One of my favorite quotes comes from Anthropologist Loren Eiseley. He said, “If there is magic on this planet, it is contained in water.” In this episode I’m going to prove it.
A lot of you probably know that the first stage of my professional career was as a SCUBA instructor and commercial diver. I spent thousands of hours under the surface of the Pacific Ocean, enthralled by what my hero Jacques Cousteau called The Silent World. We divers used to laugh good-naturedly at that, because the ocean is anything but silent. It’s filled with noise, and I’m not talking about boats and such, although there’s plenty of that, too. I’m talking about snapping shrimp, parrotfish, ocean waves and swells passing overhead, the clicks of dolphins, the eerie call of whales, and all the other sounds we used to listen to and wonder about.
But it isn’t just oceanic creatures that make noise. As you’re about to learn, it turns out that freshwater ponds are filled with sound.

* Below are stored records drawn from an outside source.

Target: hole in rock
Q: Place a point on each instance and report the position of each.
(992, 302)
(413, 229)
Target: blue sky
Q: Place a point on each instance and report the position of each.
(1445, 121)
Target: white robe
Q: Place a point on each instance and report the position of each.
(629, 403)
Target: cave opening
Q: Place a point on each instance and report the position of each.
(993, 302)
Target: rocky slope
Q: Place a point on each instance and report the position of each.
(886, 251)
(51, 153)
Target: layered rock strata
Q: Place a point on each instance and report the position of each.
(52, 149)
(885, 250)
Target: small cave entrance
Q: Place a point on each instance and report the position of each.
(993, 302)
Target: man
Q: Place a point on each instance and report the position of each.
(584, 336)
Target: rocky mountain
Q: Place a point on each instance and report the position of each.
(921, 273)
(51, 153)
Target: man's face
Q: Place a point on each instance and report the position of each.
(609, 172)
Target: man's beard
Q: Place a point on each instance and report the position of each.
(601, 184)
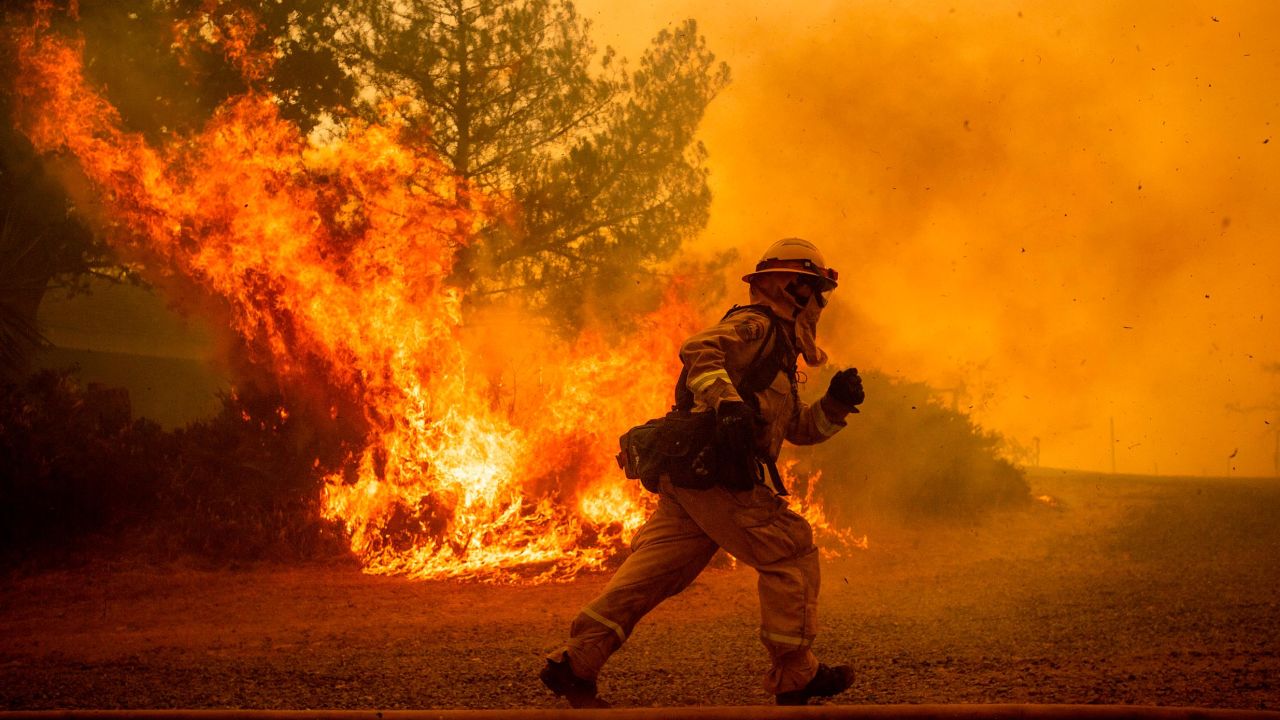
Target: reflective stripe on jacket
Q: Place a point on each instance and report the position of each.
(717, 360)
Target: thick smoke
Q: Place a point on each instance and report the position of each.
(1063, 212)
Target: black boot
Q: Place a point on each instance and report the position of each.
(560, 678)
(826, 682)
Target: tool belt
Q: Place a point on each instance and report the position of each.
(681, 445)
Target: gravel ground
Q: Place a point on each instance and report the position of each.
(1120, 591)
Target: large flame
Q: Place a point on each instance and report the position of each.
(330, 259)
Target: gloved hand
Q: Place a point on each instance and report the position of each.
(735, 425)
(846, 388)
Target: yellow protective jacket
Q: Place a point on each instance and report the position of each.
(717, 360)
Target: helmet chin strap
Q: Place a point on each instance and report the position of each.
(792, 288)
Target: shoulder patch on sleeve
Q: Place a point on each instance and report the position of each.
(750, 328)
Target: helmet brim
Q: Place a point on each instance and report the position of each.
(827, 283)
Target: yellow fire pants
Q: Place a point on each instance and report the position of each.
(675, 545)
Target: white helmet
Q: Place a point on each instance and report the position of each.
(795, 255)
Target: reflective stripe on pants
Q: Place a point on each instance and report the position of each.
(677, 542)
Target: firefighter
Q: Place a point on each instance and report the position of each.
(789, 290)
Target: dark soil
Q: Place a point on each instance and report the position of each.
(1119, 591)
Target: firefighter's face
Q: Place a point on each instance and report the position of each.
(805, 288)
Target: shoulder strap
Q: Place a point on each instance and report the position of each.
(775, 354)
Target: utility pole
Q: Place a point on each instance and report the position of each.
(1112, 445)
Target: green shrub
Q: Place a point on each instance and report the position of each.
(908, 455)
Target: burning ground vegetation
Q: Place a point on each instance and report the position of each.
(376, 411)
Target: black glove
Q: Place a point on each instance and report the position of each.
(735, 427)
(846, 388)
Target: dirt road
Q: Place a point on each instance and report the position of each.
(1120, 591)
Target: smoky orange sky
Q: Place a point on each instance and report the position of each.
(1068, 208)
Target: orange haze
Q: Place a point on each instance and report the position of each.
(1066, 209)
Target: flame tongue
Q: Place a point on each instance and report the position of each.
(330, 259)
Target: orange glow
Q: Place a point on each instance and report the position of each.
(489, 451)
(1064, 209)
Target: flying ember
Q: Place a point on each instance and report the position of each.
(329, 259)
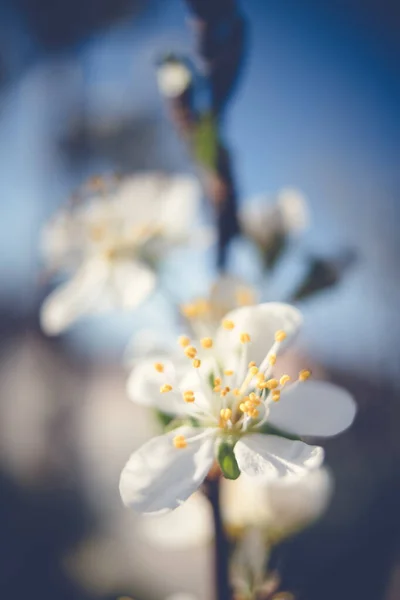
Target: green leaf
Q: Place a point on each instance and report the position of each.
(227, 460)
(205, 140)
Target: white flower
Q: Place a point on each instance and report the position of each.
(235, 410)
(173, 78)
(112, 243)
(263, 221)
(280, 507)
(204, 315)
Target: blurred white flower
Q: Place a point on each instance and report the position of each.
(189, 525)
(235, 411)
(111, 244)
(204, 315)
(173, 77)
(280, 507)
(264, 221)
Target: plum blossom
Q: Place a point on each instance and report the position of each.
(231, 406)
(110, 244)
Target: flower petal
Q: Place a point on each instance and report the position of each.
(271, 456)
(133, 282)
(159, 477)
(261, 322)
(74, 298)
(313, 408)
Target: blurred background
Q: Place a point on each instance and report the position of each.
(317, 108)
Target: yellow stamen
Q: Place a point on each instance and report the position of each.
(280, 336)
(206, 342)
(225, 391)
(165, 388)
(184, 341)
(284, 380)
(179, 441)
(188, 396)
(190, 352)
(272, 384)
(304, 375)
(226, 414)
(276, 395)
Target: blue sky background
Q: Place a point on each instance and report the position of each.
(317, 108)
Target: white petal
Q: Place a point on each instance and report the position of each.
(144, 385)
(133, 282)
(173, 78)
(159, 477)
(74, 298)
(270, 456)
(313, 408)
(294, 502)
(261, 322)
(189, 525)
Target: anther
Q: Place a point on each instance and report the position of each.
(179, 442)
(280, 335)
(165, 388)
(226, 414)
(304, 375)
(272, 384)
(190, 352)
(188, 396)
(184, 341)
(206, 342)
(276, 395)
(284, 380)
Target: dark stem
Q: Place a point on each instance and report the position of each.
(223, 589)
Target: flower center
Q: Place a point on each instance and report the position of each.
(236, 401)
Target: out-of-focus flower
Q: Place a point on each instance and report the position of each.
(231, 408)
(279, 508)
(269, 225)
(189, 525)
(111, 244)
(173, 76)
(203, 315)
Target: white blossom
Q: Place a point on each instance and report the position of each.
(110, 245)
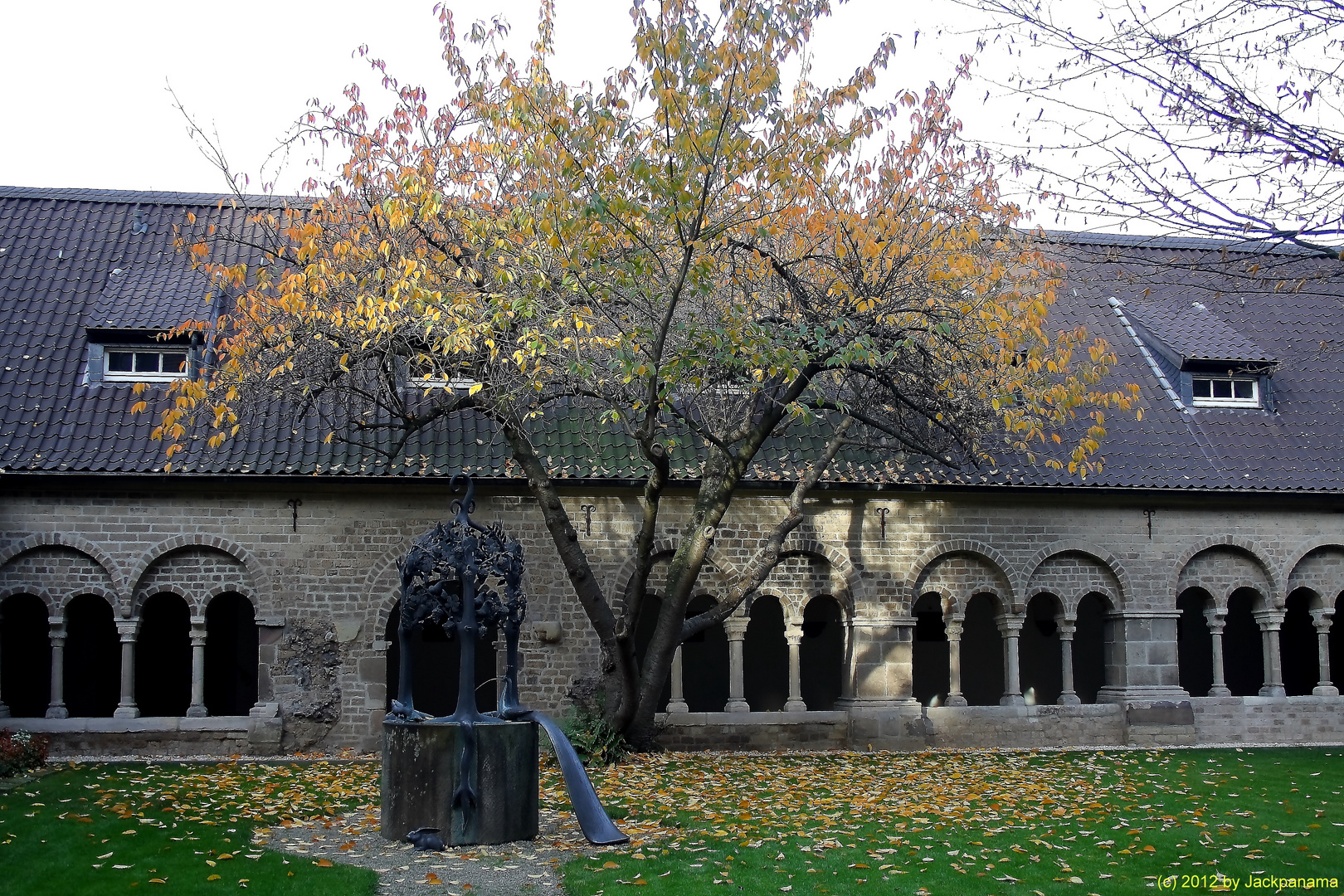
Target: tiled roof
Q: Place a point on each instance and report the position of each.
(1196, 334)
(156, 296)
(60, 250)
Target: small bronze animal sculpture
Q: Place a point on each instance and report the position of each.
(426, 840)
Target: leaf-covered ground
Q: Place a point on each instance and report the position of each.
(968, 822)
(173, 828)
(957, 822)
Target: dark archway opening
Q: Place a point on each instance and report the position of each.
(1298, 645)
(704, 663)
(24, 655)
(163, 657)
(929, 657)
(1244, 648)
(1090, 646)
(765, 657)
(821, 653)
(91, 677)
(1195, 642)
(981, 653)
(1038, 652)
(648, 621)
(230, 655)
(435, 670)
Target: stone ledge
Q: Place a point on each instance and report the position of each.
(145, 724)
(763, 719)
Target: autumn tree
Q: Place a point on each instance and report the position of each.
(1218, 119)
(694, 257)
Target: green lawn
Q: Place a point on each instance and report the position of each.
(168, 828)
(972, 822)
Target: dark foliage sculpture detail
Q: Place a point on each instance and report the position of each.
(466, 578)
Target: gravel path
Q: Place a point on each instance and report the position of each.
(507, 869)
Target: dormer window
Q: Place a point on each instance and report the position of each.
(1225, 391)
(140, 364)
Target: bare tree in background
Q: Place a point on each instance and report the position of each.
(1227, 121)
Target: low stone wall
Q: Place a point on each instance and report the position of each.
(971, 727)
(1266, 720)
(762, 731)
(254, 735)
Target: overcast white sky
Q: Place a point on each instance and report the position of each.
(85, 84)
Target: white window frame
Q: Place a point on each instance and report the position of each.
(1253, 402)
(145, 377)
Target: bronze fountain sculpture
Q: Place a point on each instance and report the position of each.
(466, 578)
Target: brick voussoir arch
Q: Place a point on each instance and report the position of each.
(1296, 558)
(839, 561)
(91, 592)
(1246, 547)
(63, 539)
(728, 571)
(260, 583)
(51, 602)
(1086, 548)
(138, 607)
(936, 553)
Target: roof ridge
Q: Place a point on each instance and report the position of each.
(1155, 241)
(149, 197)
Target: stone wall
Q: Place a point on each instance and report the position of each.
(323, 592)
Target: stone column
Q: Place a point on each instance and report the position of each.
(197, 668)
(737, 631)
(678, 702)
(1011, 629)
(1216, 620)
(793, 635)
(56, 709)
(1068, 698)
(955, 698)
(127, 705)
(4, 709)
(1322, 620)
(1270, 622)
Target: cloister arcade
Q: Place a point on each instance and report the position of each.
(183, 644)
(183, 638)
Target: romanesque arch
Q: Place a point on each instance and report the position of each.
(73, 542)
(1073, 570)
(253, 577)
(58, 571)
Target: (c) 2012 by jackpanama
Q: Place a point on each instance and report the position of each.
(1220, 883)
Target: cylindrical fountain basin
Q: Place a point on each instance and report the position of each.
(422, 768)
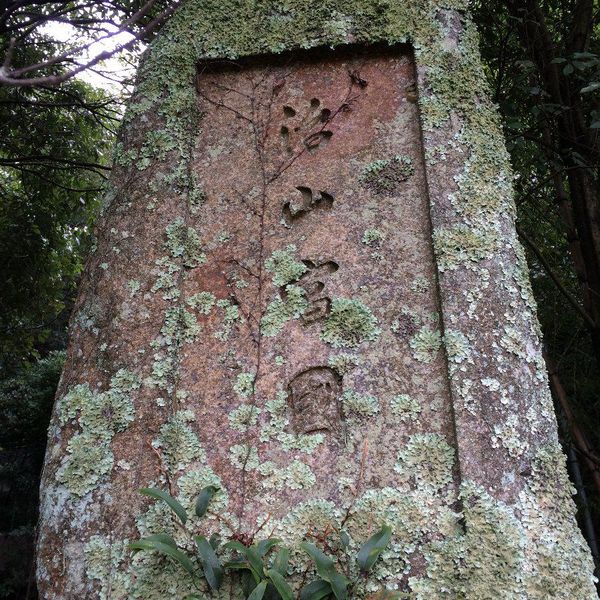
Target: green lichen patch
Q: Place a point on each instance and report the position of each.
(427, 460)
(283, 309)
(372, 237)
(202, 302)
(167, 278)
(349, 324)
(183, 242)
(244, 384)
(244, 417)
(406, 407)
(385, 176)
(425, 344)
(99, 415)
(231, 316)
(484, 561)
(178, 443)
(463, 245)
(458, 348)
(420, 285)
(104, 560)
(343, 363)
(244, 457)
(284, 267)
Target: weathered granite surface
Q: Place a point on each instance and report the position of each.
(308, 291)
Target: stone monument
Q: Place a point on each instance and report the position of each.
(307, 291)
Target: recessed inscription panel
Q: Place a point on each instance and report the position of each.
(316, 220)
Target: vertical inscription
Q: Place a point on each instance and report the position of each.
(314, 397)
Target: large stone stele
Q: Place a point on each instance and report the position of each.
(307, 291)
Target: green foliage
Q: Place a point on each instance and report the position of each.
(261, 571)
(547, 195)
(26, 401)
(54, 148)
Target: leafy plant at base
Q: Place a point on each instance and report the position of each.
(261, 578)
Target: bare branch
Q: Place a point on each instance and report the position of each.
(15, 77)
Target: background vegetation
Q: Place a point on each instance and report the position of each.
(542, 59)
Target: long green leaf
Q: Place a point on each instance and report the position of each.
(204, 499)
(316, 590)
(255, 564)
(161, 537)
(281, 585)
(256, 560)
(281, 561)
(177, 555)
(321, 559)
(210, 563)
(373, 547)
(175, 506)
(259, 591)
(264, 546)
(326, 570)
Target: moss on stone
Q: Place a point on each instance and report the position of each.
(244, 384)
(202, 302)
(349, 323)
(427, 460)
(463, 245)
(425, 344)
(178, 443)
(385, 176)
(284, 267)
(99, 415)
(281, 310)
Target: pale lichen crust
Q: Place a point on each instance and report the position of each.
(493, 541)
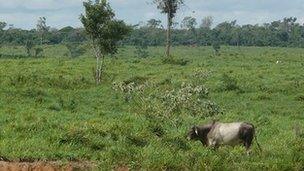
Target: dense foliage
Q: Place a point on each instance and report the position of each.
(283, 33)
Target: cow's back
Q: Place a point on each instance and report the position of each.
(226, 133)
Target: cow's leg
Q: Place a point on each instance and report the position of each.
(246, 135)
(213, 143)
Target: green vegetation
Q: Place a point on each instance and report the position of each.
(51, 108)
(287, 32)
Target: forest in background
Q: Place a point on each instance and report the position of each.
(282, 33)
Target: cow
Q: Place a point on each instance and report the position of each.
(217, 134)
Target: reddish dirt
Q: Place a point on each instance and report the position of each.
(43, 166)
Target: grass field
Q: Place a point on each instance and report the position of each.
(51, 109)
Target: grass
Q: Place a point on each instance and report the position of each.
(50, 108)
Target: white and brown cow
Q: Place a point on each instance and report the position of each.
(217, 134)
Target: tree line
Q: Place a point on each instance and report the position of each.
(283, 33)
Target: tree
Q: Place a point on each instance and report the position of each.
(103, 30)
(38, 51)
(29, 46)
(189, 23)
(207, 22)
(2, 25)
(42, 28)
(170, 8)
(153, 23)
(216, 47)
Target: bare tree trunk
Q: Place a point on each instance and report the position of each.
(99, 64)
(168, 35)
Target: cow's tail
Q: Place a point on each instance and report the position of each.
(256, 140)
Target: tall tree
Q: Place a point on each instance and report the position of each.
(154, 23)
(103, 30)
(189, 23)
(170, 8)
(2, 25)
(207, 22)
(42, 28)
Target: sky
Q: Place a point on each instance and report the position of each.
(60, 13)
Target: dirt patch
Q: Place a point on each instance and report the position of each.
(44, 166)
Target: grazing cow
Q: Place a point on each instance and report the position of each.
(217, 134)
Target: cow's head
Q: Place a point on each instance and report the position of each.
(193, 133)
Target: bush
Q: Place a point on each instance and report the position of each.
(229, 83)
(173, 61)
(75, 49)
(141, 51)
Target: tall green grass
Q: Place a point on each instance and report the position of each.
(51, 109)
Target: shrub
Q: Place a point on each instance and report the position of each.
(38, 51)
(216, 47)
(141, 51)
(75, 49)
(229, 83)
(173, 61)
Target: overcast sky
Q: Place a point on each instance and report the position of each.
(60, 13)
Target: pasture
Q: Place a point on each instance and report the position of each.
(52, 110)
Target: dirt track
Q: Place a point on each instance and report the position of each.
(43, 166)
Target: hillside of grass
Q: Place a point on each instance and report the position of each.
(51, 109)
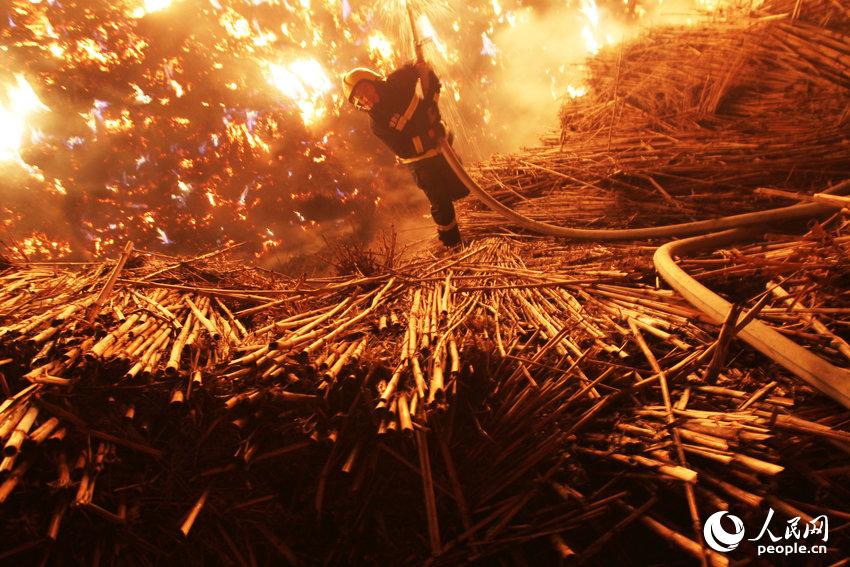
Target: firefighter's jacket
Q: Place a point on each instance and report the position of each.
(407, 118)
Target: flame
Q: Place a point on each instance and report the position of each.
(590, 31)
(150, 7)
(22, 103)
(380, 47)
(305, 83)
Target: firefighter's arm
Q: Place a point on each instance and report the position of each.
(398, 142)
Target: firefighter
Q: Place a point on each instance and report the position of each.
(405, 116)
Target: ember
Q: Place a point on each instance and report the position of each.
(239, 98)
(640, 356)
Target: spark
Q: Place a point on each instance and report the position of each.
(306, 84)
(22, 103)
(150, 7)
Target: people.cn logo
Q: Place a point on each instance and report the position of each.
(716, 535)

Yes, that still, calm little pond over there may be quiet above, but most likely, below the surface, there’s a whole symphony going on.
My guest on this program is an acoustic ecologist who has studied aquatic sound, but more than that, he has come up with ways to use sound as a predictor of freshwater environmental health—and as a tool for the restoration of ponds in areas where human activity has degraded them.